Only minimal sympathetic equalisation was applied to the transfer to keep everything as pure as possible. Also, as this was an analogue, vinyl only high quality release, I did not apply any digital limiting. This is added to almost all digital releases to make them appear to be loud and is responsible for “the loudness war” and in almost every case is anything but natural and pure sounding.
The biggest variable when cutting from tape is the replay machine. Every individual roller in the tape’s path will have a direct effect on the quality of the audio emanating from the machine. In addition to this, there is the issue of the sub 30Hz low-frequency roll off on an advance head disc-cutting tape machine which in effect will come into play at 60 Hz when running at half speed.
In addition to this, there are also some unpredictable frequency anomalies in the 35-38 Hz region with analogue tape that will double up at half speed. These are all problems if you want to hear as originally intended the lowest register of the bass end on a recording. There is also the lesser potential problem of tape weave that effectively increases at lower speeds and leads to less high frequency stability and the possibility of minor azimuth errors. Even if these problems could be overcome, the source tapes for the Stones’ album, for example, are held in an archive in America. The days of shipping precious analogue masters over the Atlantic are long gone. Even if Universal were to break their internal no overseas shipping rule, it would be close to impossible to get insurance cover for the tapes. Also analogue tape becomes degraded with each pass over the replay heads. These tapes are getting old and it is no longer considered good practise to play and play and play precious old original masters for fear of wearing them out. I can completely understand the reasons for the concerns that some people have when cutting classic albums from digital sources. Historically, there have been some horrible digital transfers used as a vinyl cutting source. This has absolutely not been the case with this series. Micro-management of the audio and attention to detail has been the order of the day.
Traditionally, there are only two drawbacks to this method of mastering; having to listen to music at half-speed for hour after hour can be a little difficult, at least until I get to hear back the resulting cut when it all becomes worthwhile! The other dis-advantage is an inability to do any “de-essing”. De-essing is a form of processing the signal whereby the “sss” and “t” sounds from the vocalist are controlled in order to avoid sibilance and distortion on playback. None of the tools an engineer would ordinarily employ on a real-time cut work at half speed as the frequencies are wrong so the offending “sss” does not trigger the limiter and everything is moving so slowly there is no acceleration as such for the de-esser to look out for. This has always been the Achilles heel of half-speed cutting until now…

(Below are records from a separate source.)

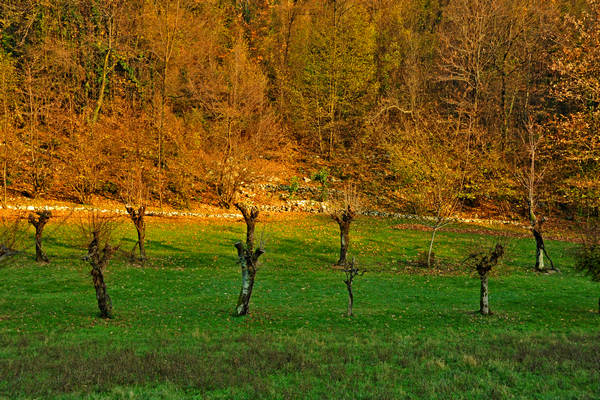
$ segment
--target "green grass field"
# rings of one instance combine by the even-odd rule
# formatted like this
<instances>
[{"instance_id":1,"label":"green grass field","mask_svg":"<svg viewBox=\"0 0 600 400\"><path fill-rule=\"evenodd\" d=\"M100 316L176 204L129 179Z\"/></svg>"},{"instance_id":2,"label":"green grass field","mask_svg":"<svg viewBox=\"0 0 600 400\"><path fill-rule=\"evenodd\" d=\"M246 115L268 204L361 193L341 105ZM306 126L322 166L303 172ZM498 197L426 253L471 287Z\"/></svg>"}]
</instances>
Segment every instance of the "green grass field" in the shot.
<instances>
[{"instance_id":1,"label":"green grass field","mask_svg":"<svg viewBox=\"0 0 600 400\"><path fill-rule=\"evenodd\" d=\"M512 239L490 279L492 316L476 313L469 271L407 269L428 233L367 219L351 253L368 269L345 316L337 226L325 217L260 223L251 315L233 317L239 221L148 220L149 265L106 272L115 318L98 318L73 225L47 228L51 264L30 248L0 265L0 397L115 399L600 398L600 285L572 269L572 244L549 242L562 273L532 271L534 243ZM133 225L117 234L134 243ZM440 233L458 264L494 238ZM79 248L77 247L79 246Z\"/></svg>"}]
</instances>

Any problems with the tape can be treated far more accurately digitally than they could be by using traditional analogue techniques. This is especially the case with de-essing. I can, by clever editing, target just the offending “sss” and leave intact the rest of the audio. Therefore high-hats, bright guitars and snare drums are not affected or reduced in impact. Using an analogue scatter-gun de-esser approach would also trigger the limiter in many parts of the audio that do not need to be worked on. The de-esser cannot tell a bright guitar from bright vocal and will smooth everything out leading to dull guitars or soft snare drums and weak hi-hats. Targeting the “sss” sounds in the vocal as I have done in this series is time consuming but is worthwhile in the pursuit of the very best possible sounding record. Also if there was any damage to the analogue tape (drop-outs and clicks for example) this can by and large be restored using modern digital methods in a way that is unobtrusive and this would be impossible using analogue methods. For the record, none of the albums in this series have been de-noised. Only clicks and drop-outs have been repaired.” – Miles Showell, Abbey Road Mastering Engineer.